2018 Haziran ayı enflasyonunda piyasa tahmini %1,4 ve İstanbul Ticaret Odasının açıklamış olduğu oran ise %1.27 iken, TÜİK bile (GSYH hesaplamaları, işgücü istatistikleri gibi pek çok konuda yanlış veriler yayınlarken) bu sefer reel sonuçlarla bir yere kadar oynayabildi ve rekor %2.61 aylık enflasyonu açıklayıverdi. Üstelik bu ay akaryakıt fiyatlarının sabit tutulmuş olduğunu da hatırlatalım. Haziran sonundaki yıllık %15.39 oranı, TÜFE’nin yıllık bazda ulaştığı en yüksek oran.
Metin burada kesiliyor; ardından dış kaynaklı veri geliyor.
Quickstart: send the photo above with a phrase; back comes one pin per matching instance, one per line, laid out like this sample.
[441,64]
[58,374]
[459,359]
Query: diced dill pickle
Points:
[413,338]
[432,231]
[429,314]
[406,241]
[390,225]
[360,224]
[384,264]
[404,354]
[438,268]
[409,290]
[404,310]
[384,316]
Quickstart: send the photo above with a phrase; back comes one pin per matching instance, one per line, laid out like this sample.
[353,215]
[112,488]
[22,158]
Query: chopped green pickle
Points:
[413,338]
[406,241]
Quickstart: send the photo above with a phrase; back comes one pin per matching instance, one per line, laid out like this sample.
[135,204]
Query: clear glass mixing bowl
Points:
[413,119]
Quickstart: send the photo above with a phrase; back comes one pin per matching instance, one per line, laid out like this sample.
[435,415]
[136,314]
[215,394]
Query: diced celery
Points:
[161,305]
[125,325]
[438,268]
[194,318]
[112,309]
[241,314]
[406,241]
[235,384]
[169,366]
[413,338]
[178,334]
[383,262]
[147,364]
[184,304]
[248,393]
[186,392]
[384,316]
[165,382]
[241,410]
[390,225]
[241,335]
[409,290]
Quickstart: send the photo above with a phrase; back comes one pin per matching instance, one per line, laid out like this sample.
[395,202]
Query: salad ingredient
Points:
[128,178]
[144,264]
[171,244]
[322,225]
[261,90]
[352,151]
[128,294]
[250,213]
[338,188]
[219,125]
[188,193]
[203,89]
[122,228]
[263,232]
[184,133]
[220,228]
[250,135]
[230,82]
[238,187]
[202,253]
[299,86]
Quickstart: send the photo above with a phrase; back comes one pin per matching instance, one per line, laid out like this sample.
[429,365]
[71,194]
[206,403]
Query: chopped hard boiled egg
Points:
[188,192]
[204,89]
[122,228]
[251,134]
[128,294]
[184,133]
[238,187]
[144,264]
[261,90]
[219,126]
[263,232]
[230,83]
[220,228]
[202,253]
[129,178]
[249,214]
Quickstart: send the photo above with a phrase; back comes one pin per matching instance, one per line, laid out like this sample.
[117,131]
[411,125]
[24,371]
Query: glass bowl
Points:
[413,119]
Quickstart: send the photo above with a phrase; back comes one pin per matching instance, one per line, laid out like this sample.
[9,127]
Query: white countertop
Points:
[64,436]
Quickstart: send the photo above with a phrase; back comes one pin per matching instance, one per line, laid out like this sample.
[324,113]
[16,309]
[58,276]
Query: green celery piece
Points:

Bu yılın ilk yarısında ise artış %9.17 ve (6 aylık olmasına karşın) kendi başına 2005, 2007, 2009, 2010, 2012, 2013, 2014, 2015 ve 2016 yıllarının tümündeki yıllık gerçekleşmelerin üzerinde seyrediyor. Başka bir deyişle, Haziran ayının %2.61 oranı 2003 yılının Şubat ayından bu yana geçen 175 ayın en yüksek artışı. Bundan önceki daha yüksek artış ise 2001 yılının Ekim ayında %3.27 olarak gerçekleşmişti. Artmaya devam eden enerji ve gıda fiyatlarının etkisiyle, Temmuz ayında yıllıkta en iyimser tahmin %16 olarak ifade ediliyor. Fakat halen Başbakan Yardımcısı Mehmet Şimşek “Orta vadeli bir perspektifle enflasyon, cari açık gibi sorunlar kökten çözülür” ve “Dış kaynakla yumuşak iniş mümkün” diyebiliyor. Şimşek, başlarda piyasanın takdir ettiği ve sıcak baktığı bir isimken, siyasette kalma gayesine yönelik olarak, bilime değil itaate yönelik açıklamalarıyla, ne yazık ki artık ciddiyetini tümüyle kaybetmiş durumda. Yılbaşında 155 olan Türkiye’nin CDS (risk) primi, bugün 300 düzeylerinde. Bu da Türkiye dışındaki dünyanın Türkiye’ye bakışında bazı kırılmalar ve tereddütler oluştuğunu gösteriyor.

Trump’ın politikaları neticesinde ABD-Çin arasında ticaret savaşı senaryolarının ayyuka çıktığı ve Trump’ın Dünya Ticaret Örgütünü dahi tehdit eder duruma geldiği bir dünyadayız. Türkiye’de otomotiv sektöründe de sert bir fren gördük, Haziran ayında otomotiv pazarı %40’a yakın düştü. Diğer yandan, alkollü içeceklerin ÖTV’sine %15,5 daha zam yapıldı. Rusya’nın mühim finans ve siyaset gazetelerinden Kommersant “Türkiye’nin Rusya’dan satın aldığı doğalgaz fiyatına %30 kadar bir zam yapılacağını” yazdı. Kısacası, 2018 gerçekten zor bitecek gibi görünüyor.

Resmi Gazetede yayımlanan 74 maddeli 477 sayılı KHK ile bazı kanunlarda temel değişikler yapıldı. AB Bakanlığı dâhil 7 bakanlık kapatılarak ekonomi yönetimi tek çatı altında toplanıyor. En önemlisi böylelikle “temel haklar, kişi hakları ve ödevleriyle siyasi haklar ve ödevler” dışında Cumhurbaşkanı kararnamesi ile düzenlenemeyecek bir konu bulunmuyor. Fakat yukarıda belirtilen istisnalar “OHAL” durumunda geçerli değil ve OHAL ilan etme yetkisi de “Cumhurbaşkanına” devredilmiş durumda (eskiden Cumhurbaşkanlığı başkanlığında toplanan Bakanlar Kurulundaydı). Şaşırmayalım lütfen, bu durumu Türkiye seçmeni yapılan iki referandum ile onayladı ve tasdik etti. Artık devlet Erdoğan demektir ve Erdoğan da devlet demektir, geri kalan kurumlar sadece birer basit prosedür ve formalite birimlerinden ibarettirler.

Tamam, biz kendimizi olağanüstü bir iyimserlikle kandırmayı sürdürelim ve halen “demokrasi” olduğumuzu iddia edelim duralım da, hal böyle olunca, biz “muz cumhuriyeti” değiliz ve “kabile devleti” değiliz resmi söylemleri biraz havada kalmıyor mu veya en azından yara almış olmuyor mu?